Rouhani, N., Norman, K., & Niv, Y. (2018). Dissociable effects of surprising rewards on learning and memory. Journal of Experimental Psychology: Learning Memory and Cognition, 44(9), 1430–1443. https://doi.org/10.1037/xlm0000518

Reward-prediction errors track the extent to which rewards deviate from expectations, and aid in learning. How do such errors in prediction interact with memory for the rewarding episode? Existing findings point to both cooperative and competitive interactions between learning and memory mechanisms. Here, we investigated whether learning about rewards in a high-risk context, with frequent, large prediction errors, would give rise to higher fidelity memory traces for rewarding events than learning in a low-risk context. Experiment 1 showed that recognition was better for items associated with larger absolute prediction errors during reward learning. Larger prediction errors also led to higher rates of learning about rewards. Interestingly we did not find a relationship between learning rate for reward and recognition-memory accuracy for items, suggesting that these two effects of prediction errors were caused by separate underlying mechanisms. In Experiment 2, we replicated these results with a longer task that posed stronger memory demands and allowed for more learning. We also showed improved source and sequence memory for items within the high-risk context. In Experiment 3, we controlled for the difficulty of reward learning in the risk environments, again replicating the previous results. Moreover, this control revealed that the high-risk context enhanced item-recognition memory beyond the effect of prediction errors. In summary, our results show that prediction errors boost both episodic item memory and incremental reward learning, but the two effects are likely mediated by distinct underlying systems.

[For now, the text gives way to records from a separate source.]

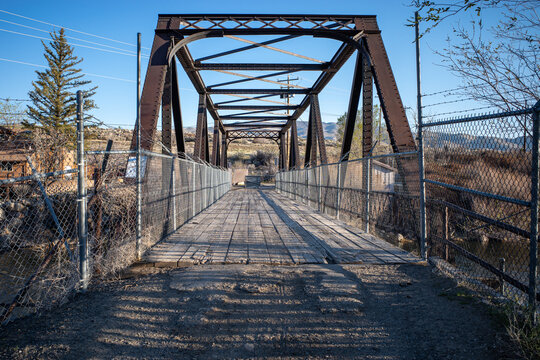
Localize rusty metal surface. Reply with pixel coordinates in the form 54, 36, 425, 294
135, 14, 415, 183
311, 94, 328, 165
171, 62, 186, 154
362, 61, 373, 157
366, 23, 416, 152
289, 121, 300, 170
340, 52, 364, 161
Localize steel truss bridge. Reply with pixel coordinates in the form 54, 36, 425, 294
132, 14, 416, 173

Sharpe, M., Chang, C. Y., Liu, M., Batchelor, H. M., Mueller, L., Jones, J., Niv, Y., & Schoenbaum, G. (2018). Dopamine transients are sufficient and necessary for acquisition of model-based associations. Nature Neuroscience, 21(10), 1493. https://doi.org/10.1038/s41593-018-0202-5
Learning to predict reward is thought to be driven by dopaminergic prediction errors, which reflect discrepancies between actual and expected value. Here the authors show that learning to predict neutral events is also driven by prediction errors and that such value-neutral associative learning is also likely mediated by dopaminergic error signals.